After every jobs report, I update the jobs forecast and chart Team Obama put out in January 2009 that projected the future unemployment rate if Congress passed his stimulus plan. It shows the unemployment rate far higher today than what Obama economists predicted back then, 8.2% vs. 5.7%.
But some people think the comparison unfair. After all, the economic downturn turned out to be far worse than the White House or anyone knew at the time. The Commerce Department:
The revised estimates of GDP that were released on July 29, 2011, as part of the annual revision of the national income and product accounts (NIPAs) indicate that the depth of the 2007–2009 recession was deeper, and the subsequent period of expansion was somewhat less robust.

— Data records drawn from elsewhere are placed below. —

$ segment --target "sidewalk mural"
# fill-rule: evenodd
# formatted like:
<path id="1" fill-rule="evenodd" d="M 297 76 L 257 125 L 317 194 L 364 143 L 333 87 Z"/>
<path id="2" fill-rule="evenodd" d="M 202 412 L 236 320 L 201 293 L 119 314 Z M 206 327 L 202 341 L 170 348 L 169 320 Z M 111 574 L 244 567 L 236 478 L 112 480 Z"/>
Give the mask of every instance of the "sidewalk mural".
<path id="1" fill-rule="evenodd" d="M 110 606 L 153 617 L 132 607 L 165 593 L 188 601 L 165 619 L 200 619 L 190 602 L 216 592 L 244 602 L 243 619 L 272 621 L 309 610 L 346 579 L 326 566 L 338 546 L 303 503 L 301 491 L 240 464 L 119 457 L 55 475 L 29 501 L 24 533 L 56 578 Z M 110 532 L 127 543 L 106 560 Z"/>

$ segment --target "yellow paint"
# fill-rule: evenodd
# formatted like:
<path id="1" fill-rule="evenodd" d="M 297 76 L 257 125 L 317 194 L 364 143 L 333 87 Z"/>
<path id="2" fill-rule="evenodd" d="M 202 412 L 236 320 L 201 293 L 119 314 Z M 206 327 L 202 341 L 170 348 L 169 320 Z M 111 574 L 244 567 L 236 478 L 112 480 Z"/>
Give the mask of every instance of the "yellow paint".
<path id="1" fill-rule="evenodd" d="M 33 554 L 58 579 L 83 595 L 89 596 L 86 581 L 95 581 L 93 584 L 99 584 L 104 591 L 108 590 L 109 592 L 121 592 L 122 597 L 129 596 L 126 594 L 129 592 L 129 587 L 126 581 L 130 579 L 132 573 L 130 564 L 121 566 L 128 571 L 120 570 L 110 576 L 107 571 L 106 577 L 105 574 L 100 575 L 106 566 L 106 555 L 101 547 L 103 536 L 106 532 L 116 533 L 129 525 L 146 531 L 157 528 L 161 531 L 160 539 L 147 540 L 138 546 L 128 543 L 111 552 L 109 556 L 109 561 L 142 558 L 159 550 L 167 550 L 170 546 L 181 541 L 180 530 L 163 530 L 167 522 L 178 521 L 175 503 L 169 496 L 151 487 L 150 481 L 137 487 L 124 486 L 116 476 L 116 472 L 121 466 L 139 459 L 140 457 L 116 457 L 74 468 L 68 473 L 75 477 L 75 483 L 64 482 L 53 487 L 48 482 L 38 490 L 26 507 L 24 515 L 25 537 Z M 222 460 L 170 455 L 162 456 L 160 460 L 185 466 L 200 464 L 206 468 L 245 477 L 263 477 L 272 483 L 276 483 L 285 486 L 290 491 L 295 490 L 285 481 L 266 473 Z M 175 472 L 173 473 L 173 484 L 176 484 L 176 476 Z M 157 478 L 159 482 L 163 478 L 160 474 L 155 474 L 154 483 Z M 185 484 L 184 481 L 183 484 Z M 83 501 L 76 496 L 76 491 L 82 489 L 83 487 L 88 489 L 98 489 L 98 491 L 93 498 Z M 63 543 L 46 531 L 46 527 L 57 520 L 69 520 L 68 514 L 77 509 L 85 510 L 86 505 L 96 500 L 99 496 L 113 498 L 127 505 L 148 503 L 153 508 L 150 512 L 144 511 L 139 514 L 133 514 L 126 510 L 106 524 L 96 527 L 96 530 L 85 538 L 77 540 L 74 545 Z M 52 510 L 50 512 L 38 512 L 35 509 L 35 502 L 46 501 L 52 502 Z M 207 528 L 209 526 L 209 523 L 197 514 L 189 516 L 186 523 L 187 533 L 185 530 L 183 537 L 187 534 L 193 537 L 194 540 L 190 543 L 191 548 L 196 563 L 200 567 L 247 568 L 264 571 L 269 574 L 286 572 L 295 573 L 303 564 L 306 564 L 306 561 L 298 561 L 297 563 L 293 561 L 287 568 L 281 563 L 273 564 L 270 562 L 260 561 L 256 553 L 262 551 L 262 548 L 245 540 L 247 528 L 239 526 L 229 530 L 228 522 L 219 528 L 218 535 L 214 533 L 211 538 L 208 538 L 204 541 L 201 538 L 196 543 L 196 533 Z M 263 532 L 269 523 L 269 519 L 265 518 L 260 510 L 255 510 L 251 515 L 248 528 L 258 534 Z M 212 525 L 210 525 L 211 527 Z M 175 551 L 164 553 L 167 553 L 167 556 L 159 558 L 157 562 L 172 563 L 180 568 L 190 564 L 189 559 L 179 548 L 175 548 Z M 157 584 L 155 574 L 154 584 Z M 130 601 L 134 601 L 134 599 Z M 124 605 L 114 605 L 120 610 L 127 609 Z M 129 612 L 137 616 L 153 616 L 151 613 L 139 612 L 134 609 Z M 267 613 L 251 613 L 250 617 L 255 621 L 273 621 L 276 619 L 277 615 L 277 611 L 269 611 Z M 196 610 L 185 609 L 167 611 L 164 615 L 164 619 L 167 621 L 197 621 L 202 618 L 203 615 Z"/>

The revised estimates show that for the period of contraction from 2007:Q4 to 2009:Q2, real GDP decreased at an average annual rate of 3.5 percent; in the previously published estimates, it had decreased at a rate of 2.8 percent. The cumulative decrease over the six quarters of contraction is now estimated as 5.1 percent, compared with 4.1 percent in the previously published estimates; both the revised and previously published estimates of GDP show that the recession was the deepest contraction since the beginning of BEA’s quarterly real GDP estimates in 1947.
The overall pattern of quarterly changes during the downturn was similar in both the revised and previously published estimates, though the revised estimates show larger decreases for 2008:Q4 (-8.9 percent compared with -6.8 percent) and for 2009:Q1 (-6.7 percent compared with -4.9 percent). The contributions of specific GDP components to the contraction were similar in both the revised and previously published estimates. (See the briefing on results of the 2011 NIPA annual revision.)
So the White House says its forecast was overly optimistic only because their economists, Christina Romer and Jared Bernstein, were basing it off incomplete data—not because the stimulus didn’t work as well as expected.
I have two responses to that. First, deeper downturns should be followed by stronger rebounds.
Second, this White House has continually overestimated the strength of the recovery—as the charts above and below indicate (based on official White House forecasts). This says to me the problem isn’t the data going into the forecast model, the problem is the forecast model built on Keynesian assumptions about the impact of government spending and temporary tax hikes. Obama simply has the wrong model for growth.